The season runs during football and basketball seasons. Cheerleaders may not be able to attend some away meets in order to attend their own competitions. Since there is no spring flooring in the district, Custer will not be able to host a competition.

The estimated budget for competitive cheerleading is around $1,390.08, with participation at the Belle Fourche, Spearfish, Douglas, Sturgis and Rapid City invitationals, as well as the state tournament, which would include a hotel stay. The estimated expense during football and basketball seasons is $1,518.42.

Before the board voted to keep both Spring Creek and Fairburn schools closed, the idea of bussing was brought up and briefly discussed. 

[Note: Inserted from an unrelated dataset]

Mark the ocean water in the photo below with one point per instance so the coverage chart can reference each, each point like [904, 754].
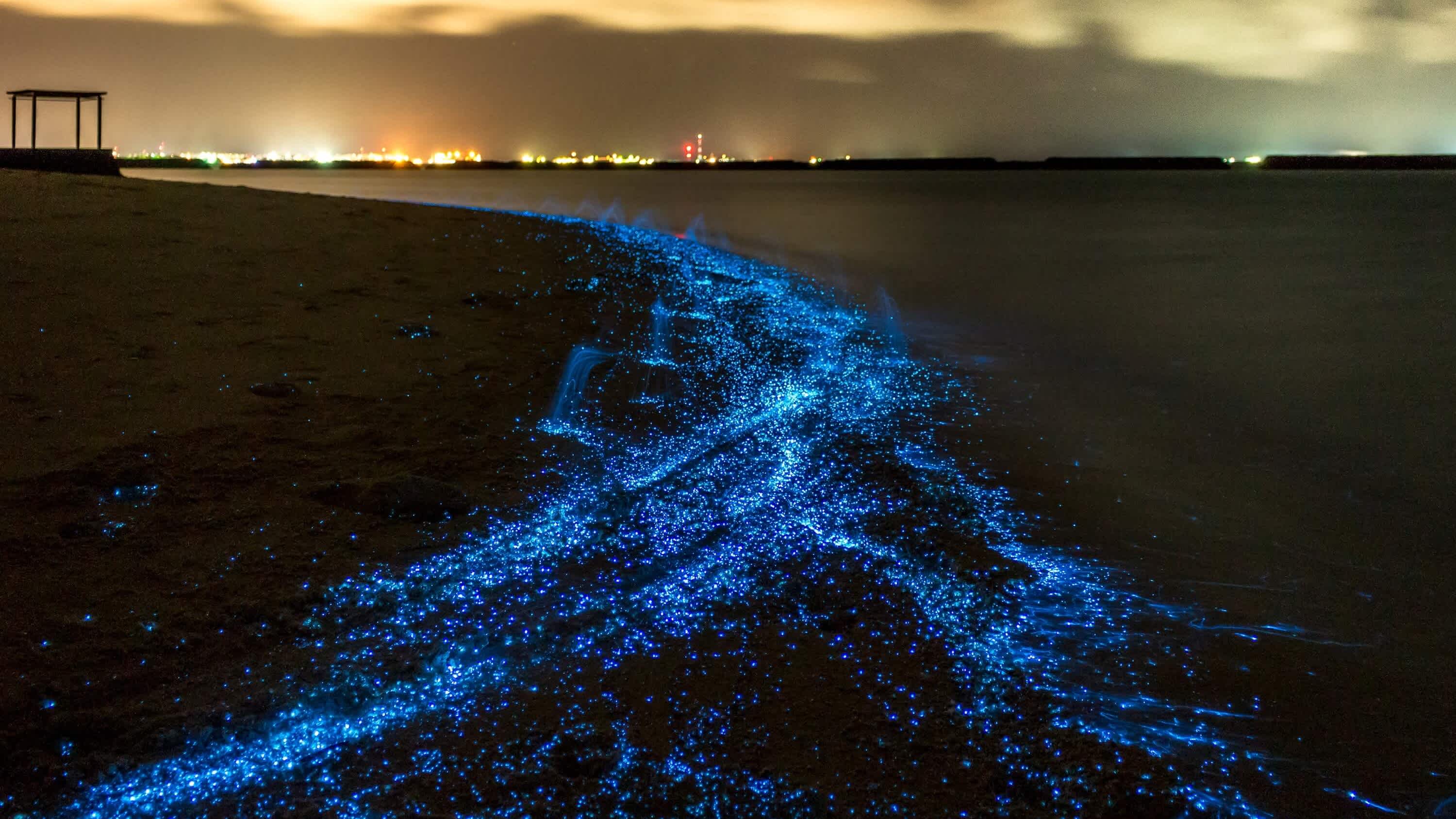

“We’ve not fully discussed if these schools are closed, if they can have systems with bussing,” said board member Brian Lintz said. “I think we need to come to a consensus about that. They’re already looking at this as an expense, not a savings. I don’t think we’ve done a job worthy enough to show them an opportunity. We’ve shown them plenty of costs, not opportunities.”

“A lot of times we don’t know our funding options until the legislative session begins,” said board member Anne Sandvig. “But I do think we need to have this discussion.”

“It’s a hard pill for me to swallow to say we need to wait for the legislature,” Lintz said. “It’s a moot point. We don’t have to wait for them; we pay it all here. Our tax base covers it.”

Bussing is available from Hermosa to Custer, but not from the surrounding areas.

“I want to have something for the town, whether that’s a school or some other opportunity,” Lintz said. “We need to come up with something.”

“We never said we weren’t going to entertain bussing options,” board president Tim Wicks said.

“But what are our true savings?” Lintz asked. “Does it take it from a reasonable savings to a miniscule saving? Is it worth taking the kids out of the community?”

“The biggest concern I have is that gravel road,” said Mel Whitney, rural school parent. “If we have a real South Dakota winter, you’re asking me to either drive my child through snow or trust my child on a bus through snow and nasty roads? It’s not going to happen. There were times when teachers couldn’t even make it to the school.”

Whitney and other rural school parents didn’t see the appeal of bussing since it would cost the district additional money, which could have been put into the two schools. Road conditions were also a huge factor.

“What happens when our children miss so many days they are beyond the days they can miss?” Whitney asked. “There are times when Hermosa doesn’t close, but our kids can’t make it. It’s not safe. I’m not going to put my child in a car and drive off the road. School is not more important than my child’s life. That’s going to come first. That’s my priority.”

Also during the meeting:

• The board approved contingency transfers for the 2012-13 school year and adopted the supplemental budget for the 2012-13 school year. The board also approved the transfer of $250,000 from the Impact Aid fund to the general fund to balance this year’s budget. They also acknowledged the five-year capital appropriations plan which showed all scheduled debt payments through fiscal year (FY) 17, as well as budgeted revenues and expenditures for FY13 and FY14. They also adopted the 2013-14 budget resolution (which had no changes since the May budget hearing) and the tax levies.

• The board adopted and renewed the Associated School Board of South Dakota’s (ASBSD) workman’s compensation insurance and property/liability insurance and approved the lunchtime program with Lunchtime Solutions as well as breakfast/lunch prices for the 2013-14 school year. 

• Supt. Scott Lepke updated the board on the $25,000 grant the district received from Homeland Security in order to install electric keypads, which would require visitors at the elementary and junior-senior schools in Custer and the Hermosa School to be buzzed in by office staff. The district will have to provide additional funding for the keypads, which will come from the sale of the old administration building.

The next Custer School District Board of Education meeting will be Monday, July 8, at the administration building in Custer.